Evine döndü. Sonra pizzacı tanıdığına bahsetti bu olaydan. O, “Sana gelmişler” dedi. “Kim gelmiş” dedi Selim. Pizzacı, “Senin değişme vaktin gelmiş. Allah sana o dedeyi göndermiş” karşılığını verdi.
Selim kalkıp Ahi Yusuf Camii’nin yanındaki Ahi Yusuf türbesine gitti. Türbenin içine girmek için eğilmeniz gerekiyordu. Eğilip girdi içeri ve Ahi Yusuf’un kabri yanında iki rekât namaz kıldı. Ama o namaz başka namazlara benzemiyordu. Hıçkıra hıçkıra ağlayarak kıldığı namaz sırasında adeta yıkandı, arındı tüm kirlerinden.
Ardından barmenlik işini bıraktı. Pizzacı, “Gel benim yanımda çalış!” dedi. Kısa bir süre çalıştı orada. Ama pizzacı da sevimsiz mekânlara komşuydu. Sevimsiz şeylerin yanı başındaydı. Orayı da bıraktı.

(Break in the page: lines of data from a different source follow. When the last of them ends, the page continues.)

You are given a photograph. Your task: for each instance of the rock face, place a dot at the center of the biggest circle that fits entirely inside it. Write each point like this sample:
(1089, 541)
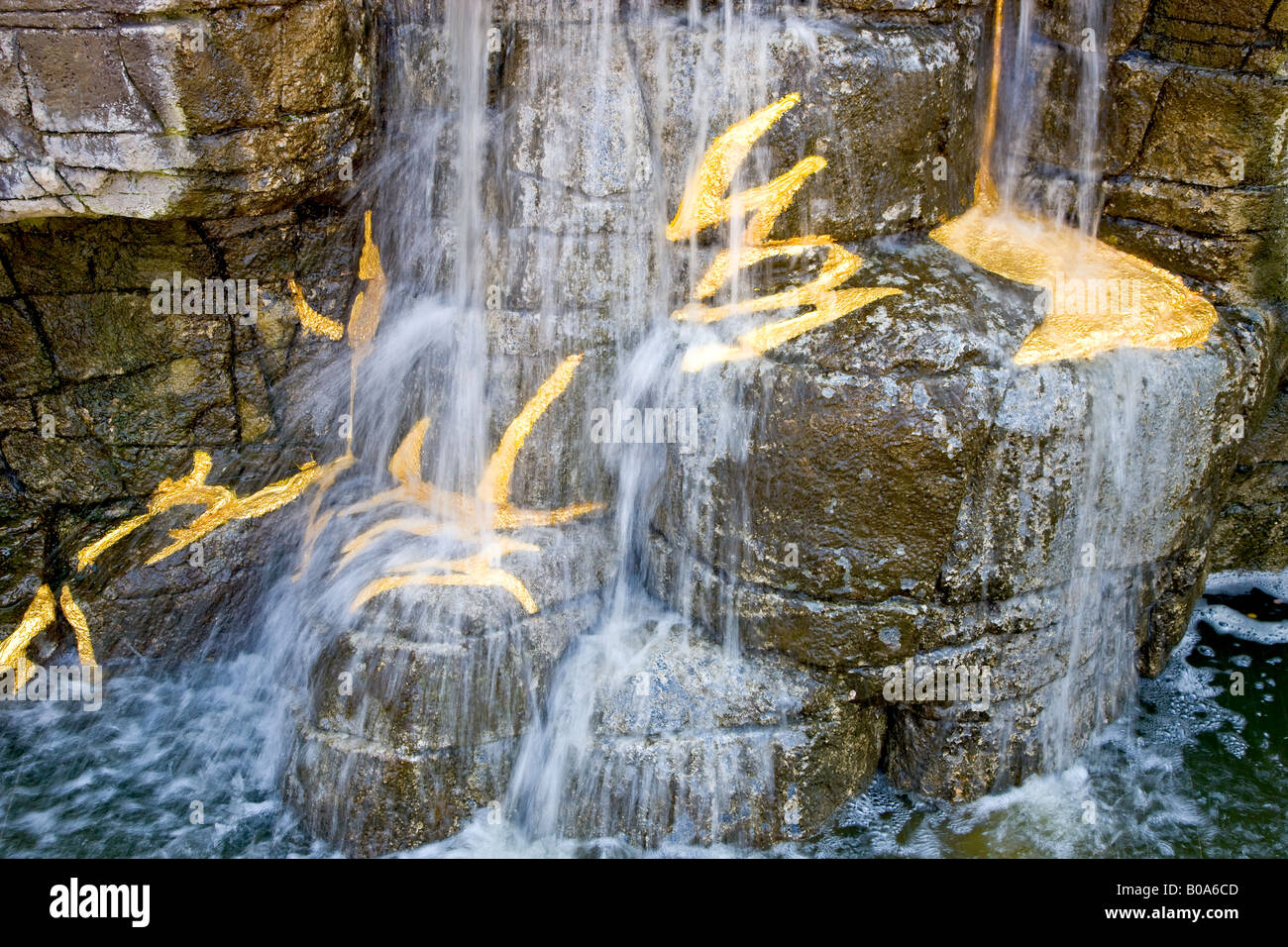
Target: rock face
(178, 110)
(909, 492)
(883, 489)
(1252, 528)
(692, 746)
(140, 141)
(419, 699)
(1201, 197)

Artık Selim’in hayatında yeni bir dönem başlamıştı. Allah’ın yasakladığı işlerden uzak, sevmediği mekânların semtinden bile geçmeyen yeni bir Selim doğmuştu o sabah namazı vaktinde.
Selim şimdi Ahi Yusuf Camii’nin yakınından her geçişinde, hatta o tarafa her bakışında o meçhul mübarek elçiyi hatırlıyor ve elçiyi gönderen Rabbimize hamd ediyor, şükrediyor…
İşte artık benim için Antalya’nın anlamı böyle değişti. Şimdi Selim’in hikâyesi eklendi Antalya notlarıma. Yıllar öncesinden bir dinleyici dostumun haberi eklendi sonra.
Şimdi yeniden Antalya’ya gitmek var. Hadi hayırlısı.